By 20th June 2024Uncategorised

As anticipated, the Congressional Budget Office’s (CBO) projection for the federal budget deficit for FY24 has been revised up significantly. Adjusted to exclude the effects of shifts in the timing of certain payments, the deficit will amount to $2.0tr in 2024, equal to 7.0% GDP. This is $0.4tr (or 27%) larger than in the February 2024 CBO projection.

But pressures on public spending are not confined to the US. The Eurozone general government deficit widened to 4.1% of GDP in Q4 2023. The excessive deficit procedure is set to bring the EU at loggerheads with a post-election government in France, and of course Meloni in Italy. The Italian Parliament has passed a law paving the way for a devolution of fiscal powers to regional governments, which the Italian central bank warned could add to the fiscal burden facing the country.

According to the latest assessment from the ECB, “Achieving a government debt-to-GDP ratio [for the Eurozone] of 60% by 2070 from today’s debt levels would require euro area governments to immediately and permanently increase their primary balances by 2% of GDP on average”. Moreover, additional fiscal challenges stemming from demographics, the end of the “peace dividend” and climate change, “could widen the euro area’s average fiscal deficit by approximately a further 3% of GDP.”
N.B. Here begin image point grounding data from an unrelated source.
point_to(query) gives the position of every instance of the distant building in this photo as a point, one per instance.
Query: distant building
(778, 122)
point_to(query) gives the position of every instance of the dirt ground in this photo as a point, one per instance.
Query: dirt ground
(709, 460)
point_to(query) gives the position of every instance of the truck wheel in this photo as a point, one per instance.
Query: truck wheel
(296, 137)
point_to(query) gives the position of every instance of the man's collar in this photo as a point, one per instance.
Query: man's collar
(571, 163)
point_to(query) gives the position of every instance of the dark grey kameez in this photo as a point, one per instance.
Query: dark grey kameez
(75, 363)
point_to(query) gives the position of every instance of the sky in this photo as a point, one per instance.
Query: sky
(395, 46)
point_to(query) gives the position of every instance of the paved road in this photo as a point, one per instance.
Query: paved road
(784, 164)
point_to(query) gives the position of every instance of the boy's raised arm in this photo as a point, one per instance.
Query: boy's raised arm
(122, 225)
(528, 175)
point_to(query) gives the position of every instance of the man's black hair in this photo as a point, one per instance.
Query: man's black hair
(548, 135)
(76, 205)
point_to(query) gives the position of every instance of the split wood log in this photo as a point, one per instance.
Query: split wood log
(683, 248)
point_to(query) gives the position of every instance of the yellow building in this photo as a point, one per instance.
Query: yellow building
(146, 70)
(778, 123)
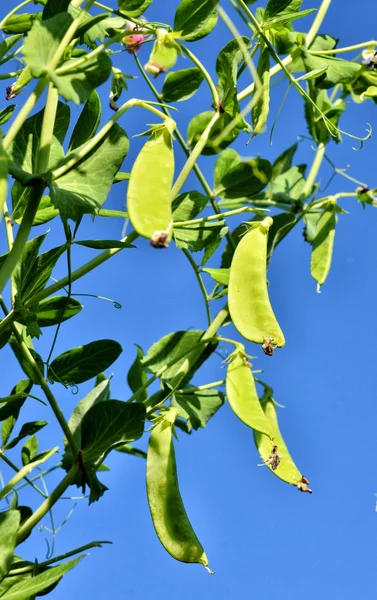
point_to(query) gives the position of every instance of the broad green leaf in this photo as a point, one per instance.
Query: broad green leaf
(43, 41)
(6, 113)
(84, 362)
(55, 310)
(281, 226)
(219, 275)
(274, 7)
(197, 406)
(188, 205)
(29, 450)
(29, 587)
(104, 244)
(198, 236)
(192, 15)
(244, 179)
(9, 524)
(17, 24)
(137, 377)
(213, 146)
(227, 63)
(26, 430)
(84, 188)
(260, 108)
(133, 8)
(53, 7)
(25, 147)
(181, 85)
(99, 394)
(77, 83)
(87, 123)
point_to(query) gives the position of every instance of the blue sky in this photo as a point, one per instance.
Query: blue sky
(262, 537)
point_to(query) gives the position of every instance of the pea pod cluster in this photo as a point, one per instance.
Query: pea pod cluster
(323, 245)
(277, 457)
(149, 187)
(249, 303)
(242, 394)
(169, 516)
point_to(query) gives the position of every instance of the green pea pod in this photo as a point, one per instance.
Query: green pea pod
(242, 394)
(323, 245)
(149, 187)
(249, 303)
(284, 467)
(169, 516)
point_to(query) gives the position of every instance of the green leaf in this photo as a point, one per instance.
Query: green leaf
(181, 85)
(55, 310)
(28, 587)
(87, 123)
(6, 114)
(43, 41)
(21, 23)
(274, 7)
(281, 226)
(219, 275)
(243, 178)
(133, 8)
(104, 244)
(192, 15)
(78, 82)
(84, 188)
(199, 123)
(197, 406)
(27, 429)
(29, 450)
(136, 376)
(168, 349)
(260, 108)
(199, 236)
(9, 524)
(188, 205)
(84, 362)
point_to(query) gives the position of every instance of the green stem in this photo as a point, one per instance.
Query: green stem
(14, 255)
(13, 11)
(316, 165)
(74, 157)
(206, 75)
(196, 152)
(200, 282)
(23, 472)
(56, 559)
(47, 504)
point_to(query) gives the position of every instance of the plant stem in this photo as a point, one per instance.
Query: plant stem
(206, 75)
(24, 471)
(47, 504)
(56, 559)
(193, 157)
(200, 282)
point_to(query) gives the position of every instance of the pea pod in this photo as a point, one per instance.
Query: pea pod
(282, 466)
(149, 187)
(323, 244)
(242, 394)
(169, 516)
(249, 303)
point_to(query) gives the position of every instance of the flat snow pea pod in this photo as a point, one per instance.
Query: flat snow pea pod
(249, 303)
(242, 394)
(323, 245)
(276, 457)
(149, 187)
(169, 516)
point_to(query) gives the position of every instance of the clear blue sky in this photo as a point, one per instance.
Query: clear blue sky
(263, 538)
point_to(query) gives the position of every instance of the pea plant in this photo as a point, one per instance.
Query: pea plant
(65, 50)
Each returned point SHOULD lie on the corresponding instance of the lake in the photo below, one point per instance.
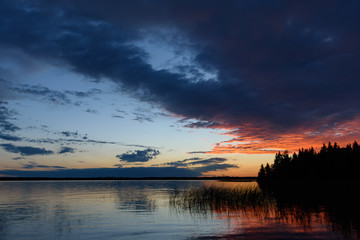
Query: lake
(143, 210)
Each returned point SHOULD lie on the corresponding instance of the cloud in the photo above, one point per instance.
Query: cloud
(31, 165)
(53, 96)
(278, 67)
(9, 137)
(105, 172)
(215, 167)
(70, 134)
(5, 116)
(45, 93)
(196, 161)
(25, 150)
(202, 165)
(65, 150)
(138, 155)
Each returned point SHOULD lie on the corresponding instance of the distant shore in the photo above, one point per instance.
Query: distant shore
(227, 179)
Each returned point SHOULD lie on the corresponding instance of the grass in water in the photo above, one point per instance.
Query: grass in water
(223, 199)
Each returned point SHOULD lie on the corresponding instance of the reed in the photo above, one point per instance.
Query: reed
(223, 199)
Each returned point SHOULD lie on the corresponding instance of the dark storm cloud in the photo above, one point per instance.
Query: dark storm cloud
(279, 65)
(6, 115)
(106, 172)
(25, 150)
(138, 155)
(54, 96)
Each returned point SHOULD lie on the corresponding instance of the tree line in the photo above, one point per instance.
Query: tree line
(331, 162)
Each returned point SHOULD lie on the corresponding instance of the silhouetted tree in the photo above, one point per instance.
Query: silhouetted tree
(332, 162)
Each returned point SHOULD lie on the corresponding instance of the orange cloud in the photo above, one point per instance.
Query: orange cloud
(261, 140)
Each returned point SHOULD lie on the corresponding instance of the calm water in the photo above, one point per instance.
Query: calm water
(136, 210)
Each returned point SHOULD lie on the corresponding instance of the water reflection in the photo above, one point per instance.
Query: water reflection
(141, 210)
(95, 210)
(259, 214)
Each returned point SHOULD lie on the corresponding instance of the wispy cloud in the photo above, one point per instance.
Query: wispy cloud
(65, 150)
(25, 150)
(138, 155)
(281, 70)
(31, 165)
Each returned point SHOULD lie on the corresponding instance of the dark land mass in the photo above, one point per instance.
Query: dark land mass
(229, 179)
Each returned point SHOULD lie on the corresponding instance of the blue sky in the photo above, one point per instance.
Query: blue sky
(173, 88)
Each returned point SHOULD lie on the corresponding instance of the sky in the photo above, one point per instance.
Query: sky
(180, 88)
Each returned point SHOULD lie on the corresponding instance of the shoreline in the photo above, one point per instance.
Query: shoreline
(225, 179)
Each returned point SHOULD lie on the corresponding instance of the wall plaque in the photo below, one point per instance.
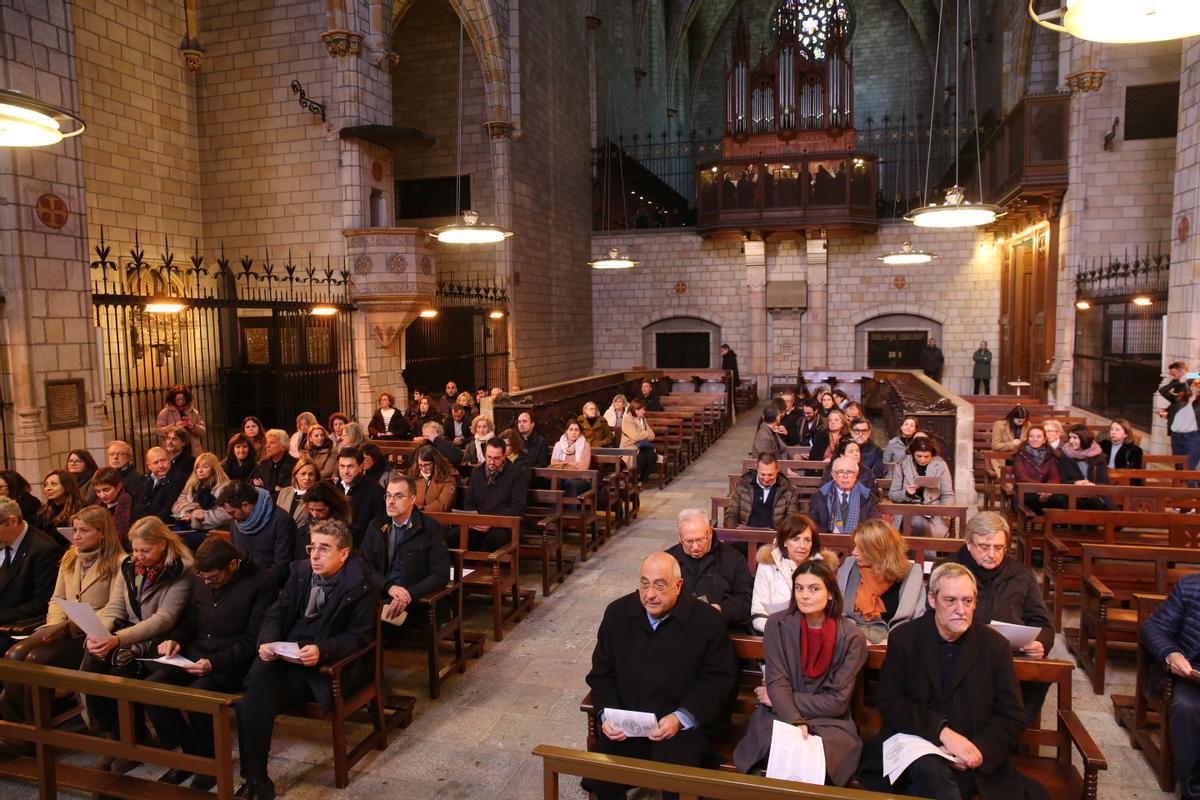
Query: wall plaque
(65, 404)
The excessive deficit procedure should favour Eurozone government debt over that of the US. But fiscal challenges are growing everywhere. The extent of fiscal consolidation required in France and Italy, and indeed the Eurozone as a whole, could provoke a further political backlash, playing into the hands of populists and the far right, who performed well in the recent European elections.